Mas também Simin, Shirin, Fatemeh, Farzad e Shared foram vítimas de detenção forçada, tortura e maus-tratos, nomeadamente de violações coletivas e outras formas de violência sexual. Farzad contou à Amnistia Internacional que agentes à paisana o violaram em grupo, a ele e a Shahed, outro manifestante, numa carrinha das Forças Especiais da polícia iraniana, depois de se terem recusado a obedecer a uma ordem para que se despissem. "Obrigaram-nos a encarar as paredes do veículo e deram-nos choques eléctricos nas pernas (...) torturaram-me com bastões, murros e pontapés que me partiram o nariz e os dentes” disse Farshad.

No relatório são também identificados dez casos de violação por um único ator, de Kian, Farshad, Ahmad, Kamal, Mehdi Mohammadifard, Soheil, Zahra, Parisa e Zeynab, com recurso a violência extrema, utilizando objetos como mangueiras, bastões ou garrafas de vidro para violar as vítimas e provocar ferimentos graves.

Segundo o relatório, as violações e a violência sexual ocorreram "em centros de detenção e carrinhas da polícia, bem como em escolas ou edifícios residenciais ilegalmente utilizados como locais de detenção" por membros da Guarda Revolucionária iraniana, da força paramilitar Bassik e do Ministério iraniano dos Serviços Secretos.

"Até à data, as autoridades iranianas não acusaram nem processaram nenhum funcionário do Estado pelas violações e outras violências sexuais documentadas no relatório", declarou a organização de defesa dos Direitos Humanos.
Intimidar, punir e humilhar os manifestantes

A Amnistia Internacional considera que o objetivo desta tortura é “incutir o medo e infligir traumas duradouros” aos manifestantes iranianos, a fim de os dissuadir de participar em futuras manifestações ou em atos de resistência, como não usar o véu islâmico obrigatório em público, no caso das mulheres e raparigas.

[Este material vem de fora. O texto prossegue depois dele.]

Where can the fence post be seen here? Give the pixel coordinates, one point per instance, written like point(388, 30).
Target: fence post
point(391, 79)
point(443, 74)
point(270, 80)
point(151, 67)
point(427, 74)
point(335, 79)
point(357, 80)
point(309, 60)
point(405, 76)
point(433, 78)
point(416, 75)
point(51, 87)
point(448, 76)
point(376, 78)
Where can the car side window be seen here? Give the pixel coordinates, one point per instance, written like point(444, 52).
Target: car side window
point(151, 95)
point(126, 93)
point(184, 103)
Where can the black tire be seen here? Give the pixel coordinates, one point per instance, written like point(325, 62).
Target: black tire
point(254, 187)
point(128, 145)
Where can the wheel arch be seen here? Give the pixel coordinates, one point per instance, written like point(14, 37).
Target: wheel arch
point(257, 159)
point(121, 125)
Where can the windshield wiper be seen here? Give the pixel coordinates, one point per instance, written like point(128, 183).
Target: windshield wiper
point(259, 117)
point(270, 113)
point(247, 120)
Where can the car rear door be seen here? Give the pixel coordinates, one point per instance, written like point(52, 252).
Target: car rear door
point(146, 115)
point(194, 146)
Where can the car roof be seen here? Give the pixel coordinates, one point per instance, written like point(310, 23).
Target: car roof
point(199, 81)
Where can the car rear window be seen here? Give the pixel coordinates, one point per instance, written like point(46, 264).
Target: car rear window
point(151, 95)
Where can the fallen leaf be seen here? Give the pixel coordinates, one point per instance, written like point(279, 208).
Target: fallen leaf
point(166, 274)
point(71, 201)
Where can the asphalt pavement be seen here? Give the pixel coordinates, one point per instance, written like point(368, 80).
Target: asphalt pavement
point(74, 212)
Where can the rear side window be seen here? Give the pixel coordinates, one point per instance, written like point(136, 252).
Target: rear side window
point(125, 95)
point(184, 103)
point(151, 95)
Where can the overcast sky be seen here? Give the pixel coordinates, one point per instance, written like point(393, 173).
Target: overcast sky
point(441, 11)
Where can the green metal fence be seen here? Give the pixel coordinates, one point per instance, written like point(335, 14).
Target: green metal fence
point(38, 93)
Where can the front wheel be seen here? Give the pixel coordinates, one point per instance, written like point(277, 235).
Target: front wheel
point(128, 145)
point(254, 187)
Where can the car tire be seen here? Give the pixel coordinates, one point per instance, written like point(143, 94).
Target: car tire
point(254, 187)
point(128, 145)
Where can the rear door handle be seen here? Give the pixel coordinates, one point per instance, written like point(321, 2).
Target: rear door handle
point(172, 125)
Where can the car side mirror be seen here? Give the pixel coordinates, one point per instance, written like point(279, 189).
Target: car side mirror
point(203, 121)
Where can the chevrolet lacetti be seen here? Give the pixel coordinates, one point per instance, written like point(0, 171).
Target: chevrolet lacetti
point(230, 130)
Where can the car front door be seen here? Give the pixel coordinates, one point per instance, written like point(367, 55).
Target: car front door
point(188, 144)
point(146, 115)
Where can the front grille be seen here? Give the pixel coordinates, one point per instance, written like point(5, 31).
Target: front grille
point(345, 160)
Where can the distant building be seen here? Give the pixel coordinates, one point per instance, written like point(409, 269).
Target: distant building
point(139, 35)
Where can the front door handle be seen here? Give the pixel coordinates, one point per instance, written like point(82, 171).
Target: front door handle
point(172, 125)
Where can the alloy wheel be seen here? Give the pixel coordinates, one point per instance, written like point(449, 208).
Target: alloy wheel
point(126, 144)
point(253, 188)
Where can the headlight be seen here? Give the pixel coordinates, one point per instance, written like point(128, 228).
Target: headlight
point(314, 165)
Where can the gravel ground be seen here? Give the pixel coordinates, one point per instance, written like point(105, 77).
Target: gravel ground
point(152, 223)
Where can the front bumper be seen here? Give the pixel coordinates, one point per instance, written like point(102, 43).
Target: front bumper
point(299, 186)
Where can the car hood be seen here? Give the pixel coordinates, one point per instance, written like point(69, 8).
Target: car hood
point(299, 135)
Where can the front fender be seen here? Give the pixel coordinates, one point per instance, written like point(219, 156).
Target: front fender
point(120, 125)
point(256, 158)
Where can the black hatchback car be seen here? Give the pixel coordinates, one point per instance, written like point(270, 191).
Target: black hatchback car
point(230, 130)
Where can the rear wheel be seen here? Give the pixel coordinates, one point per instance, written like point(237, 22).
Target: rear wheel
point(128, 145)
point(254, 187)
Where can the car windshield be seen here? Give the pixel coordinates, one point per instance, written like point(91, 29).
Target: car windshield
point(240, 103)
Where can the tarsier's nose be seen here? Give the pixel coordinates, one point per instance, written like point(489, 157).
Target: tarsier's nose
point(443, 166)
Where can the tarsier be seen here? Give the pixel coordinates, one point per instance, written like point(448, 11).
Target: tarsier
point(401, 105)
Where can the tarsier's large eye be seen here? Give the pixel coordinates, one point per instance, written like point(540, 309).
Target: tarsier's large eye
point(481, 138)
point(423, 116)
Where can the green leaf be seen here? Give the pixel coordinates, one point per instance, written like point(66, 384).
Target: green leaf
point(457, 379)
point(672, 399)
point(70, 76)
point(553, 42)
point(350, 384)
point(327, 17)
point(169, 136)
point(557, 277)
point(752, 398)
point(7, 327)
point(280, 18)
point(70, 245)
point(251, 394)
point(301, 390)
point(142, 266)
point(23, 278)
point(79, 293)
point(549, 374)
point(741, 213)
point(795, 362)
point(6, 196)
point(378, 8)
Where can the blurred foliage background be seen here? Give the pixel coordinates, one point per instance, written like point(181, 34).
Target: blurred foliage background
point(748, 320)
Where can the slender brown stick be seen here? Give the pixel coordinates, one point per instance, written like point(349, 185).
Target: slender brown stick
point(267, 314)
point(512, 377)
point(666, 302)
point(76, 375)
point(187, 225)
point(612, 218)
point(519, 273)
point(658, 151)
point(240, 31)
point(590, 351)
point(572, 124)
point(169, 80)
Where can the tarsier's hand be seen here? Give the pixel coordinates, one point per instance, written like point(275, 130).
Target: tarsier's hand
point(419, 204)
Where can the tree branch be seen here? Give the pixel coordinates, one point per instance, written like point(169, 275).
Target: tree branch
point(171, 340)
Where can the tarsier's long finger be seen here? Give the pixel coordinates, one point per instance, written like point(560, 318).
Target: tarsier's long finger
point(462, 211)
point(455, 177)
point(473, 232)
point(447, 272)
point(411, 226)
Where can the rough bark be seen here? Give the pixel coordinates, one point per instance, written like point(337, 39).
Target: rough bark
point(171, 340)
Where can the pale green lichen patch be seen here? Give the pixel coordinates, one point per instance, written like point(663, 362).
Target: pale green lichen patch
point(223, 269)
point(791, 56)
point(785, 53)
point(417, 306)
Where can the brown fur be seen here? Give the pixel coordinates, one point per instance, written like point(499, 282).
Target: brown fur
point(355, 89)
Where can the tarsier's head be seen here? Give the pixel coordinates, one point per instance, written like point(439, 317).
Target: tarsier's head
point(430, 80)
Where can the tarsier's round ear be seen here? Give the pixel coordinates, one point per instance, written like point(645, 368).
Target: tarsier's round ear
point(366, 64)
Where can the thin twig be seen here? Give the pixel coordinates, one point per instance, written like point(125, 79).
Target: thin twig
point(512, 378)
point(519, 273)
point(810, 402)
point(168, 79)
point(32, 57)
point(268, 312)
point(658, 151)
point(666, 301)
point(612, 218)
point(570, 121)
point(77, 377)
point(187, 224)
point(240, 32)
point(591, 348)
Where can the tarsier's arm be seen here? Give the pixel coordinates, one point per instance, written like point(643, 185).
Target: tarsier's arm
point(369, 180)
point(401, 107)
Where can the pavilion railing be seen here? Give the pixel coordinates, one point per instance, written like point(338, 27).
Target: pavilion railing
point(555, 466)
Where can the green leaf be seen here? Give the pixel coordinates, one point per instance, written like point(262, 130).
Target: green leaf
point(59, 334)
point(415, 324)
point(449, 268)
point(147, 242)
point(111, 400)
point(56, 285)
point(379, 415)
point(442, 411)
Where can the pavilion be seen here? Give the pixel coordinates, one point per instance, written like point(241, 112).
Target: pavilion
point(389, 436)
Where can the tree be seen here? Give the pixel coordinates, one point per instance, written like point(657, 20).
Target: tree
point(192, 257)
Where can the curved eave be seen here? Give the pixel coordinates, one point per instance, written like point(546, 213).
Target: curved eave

Uma vez que após o período de detenção, a maioria das vítimas que sobrevive aos maus-tratos, elas acabam por sofrer traumas físicos e psicológicos como consequência da violência sofrida, resultando por vezes em tentativas de suicídio, explica a organização no seu relatório.

A Amnistia Internacional condena "o recurso, por parte das autoridades iranianas, à violação e a outras formas de violência sexual que equivalem à tortura e a outras formas de maus tratos" com o objetivo de "extrair confissões", intimidar, punir e humilhar os manifestantes da revolta “Mulheres, Vida, Liberdade” que saíram às ruas de todo o país, especialmente em Teerão, na sequência da morte da jovem iraniana Mahsa Amini em 2022.

Desde então que a organização de defesa dos Direitos Humanos constatou um “aumento alarmante” do recurso à violação e violência sexual na hora da detenção por parte das autoridades decididas a silenciar a revolta dos manifestantes iranianos e sobretudo das mulheres e raparigas.

Apesar dos quarenta e cinco casos apresentados no relatório divulgado esta quarta-feira, a Amnistia Internacional reconhece que o número de prisioneiras vítimas de abusos é muito superior ao relatado, dado o medo das represálias contra familiares que continua a silenciar algumas das vítimas libertadas.